Klud
By Marcello Dolce, Eve Doolin, Neidy Godinez, Jessica Hang, Anna Helm, Martin Lammert, Ian Stanton, Brandon Jardine.
Opening January 21, 2016 @ 7:30 pm
On view January 21, 2016 – February 21, 2016

toweltest1

 

Emergency Room and Matchbox galleries, together with newly formed Sculpture Library at Rice University, are pleased to present the group exhibition Klud, which brings together eight young Los Angeles artists, all of whom recently completed undergraduate art school at USC. Working in far flung Los Angeles neighborhoods such as Highland Park, Studio City, Boyle Heights, Mid-Wilshire and Cypress Park (and the relatively exotic zone of St Louis), the group will assemble in Houston for a three-room exhibition of recent work. Employing sculpture, photography, and painting, Klud will mark the first public exhibition of many of the participating artists.

If klud was a real word, it would suggest something muted and declarative at the same time. The word is an onomatopoeic cross between clunk and thud, suggesting a heavy thump like the thud of a body when it hits the ground. Klud is unexpected, an intrusion and, possibly, an abrupt change of plans. Klud is a thought redirected before it is even formed, an articulate grunt, a particulate thud, and for the artists in the show, an interruption before there is anything to be interrupted. Klud is the sound of the other shoe falling first.
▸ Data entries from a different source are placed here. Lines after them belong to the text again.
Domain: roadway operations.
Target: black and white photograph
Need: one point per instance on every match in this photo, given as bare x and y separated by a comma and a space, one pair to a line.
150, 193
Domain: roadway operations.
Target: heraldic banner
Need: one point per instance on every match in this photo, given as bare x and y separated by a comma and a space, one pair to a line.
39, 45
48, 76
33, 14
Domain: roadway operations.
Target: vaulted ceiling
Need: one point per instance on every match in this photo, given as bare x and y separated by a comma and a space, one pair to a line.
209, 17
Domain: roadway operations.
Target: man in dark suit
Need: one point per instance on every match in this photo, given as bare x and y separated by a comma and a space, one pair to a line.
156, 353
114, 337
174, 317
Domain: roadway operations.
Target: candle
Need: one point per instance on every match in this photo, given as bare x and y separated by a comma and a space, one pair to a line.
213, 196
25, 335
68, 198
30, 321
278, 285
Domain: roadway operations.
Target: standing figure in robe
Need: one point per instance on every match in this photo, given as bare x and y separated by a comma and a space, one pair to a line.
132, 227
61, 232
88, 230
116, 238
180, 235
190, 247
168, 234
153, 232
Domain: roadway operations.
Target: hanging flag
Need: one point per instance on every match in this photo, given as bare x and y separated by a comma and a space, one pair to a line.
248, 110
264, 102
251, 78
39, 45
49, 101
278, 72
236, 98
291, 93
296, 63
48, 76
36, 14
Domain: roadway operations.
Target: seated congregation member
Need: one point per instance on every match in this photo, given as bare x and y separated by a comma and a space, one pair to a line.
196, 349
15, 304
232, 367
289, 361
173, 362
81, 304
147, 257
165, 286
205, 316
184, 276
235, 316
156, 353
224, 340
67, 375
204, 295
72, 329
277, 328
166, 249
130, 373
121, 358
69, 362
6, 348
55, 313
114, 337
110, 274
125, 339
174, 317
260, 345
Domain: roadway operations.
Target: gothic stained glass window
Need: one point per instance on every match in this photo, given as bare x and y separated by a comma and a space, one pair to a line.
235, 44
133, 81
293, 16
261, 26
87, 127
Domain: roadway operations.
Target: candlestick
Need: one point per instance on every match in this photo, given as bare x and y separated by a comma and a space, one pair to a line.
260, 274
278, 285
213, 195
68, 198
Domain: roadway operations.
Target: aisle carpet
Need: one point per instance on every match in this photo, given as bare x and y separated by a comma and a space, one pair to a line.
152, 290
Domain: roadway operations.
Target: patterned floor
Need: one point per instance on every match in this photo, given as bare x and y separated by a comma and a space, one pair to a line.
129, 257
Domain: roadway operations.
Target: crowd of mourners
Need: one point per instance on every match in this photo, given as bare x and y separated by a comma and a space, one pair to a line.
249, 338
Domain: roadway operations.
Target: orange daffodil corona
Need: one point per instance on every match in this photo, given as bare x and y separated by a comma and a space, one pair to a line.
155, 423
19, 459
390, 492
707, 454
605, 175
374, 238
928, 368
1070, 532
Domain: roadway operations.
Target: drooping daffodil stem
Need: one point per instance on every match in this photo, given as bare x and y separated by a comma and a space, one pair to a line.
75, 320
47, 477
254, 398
In 1968 Joseph Beuys, Henning Christianesen and Johanes Stüttgen recorded the performance Ja Ja Ja Ja Ja Ja Nee Nee Nee Nee Nee [Yes Yes Yes Yes Yes No No No No No] at Staatliche Kunstakademie Dusseldorf. For almost an hour, the three participants recited the phrase Ja Ja Ja Ja Ja Nee Nee Nee Nee Nee at varying speeds and pitch, but mostly in a loosely rhythmic murmur. In this piece, Beuys gives us a ceaseless repetition of responses (yes, yes, no, no) to an unknown question that we never asked. To certain ears, this mumbled chanting produces a kludding rather than entrancing or hypnotic effect. Beuys’ recording could be considered a sound track to this exhibition.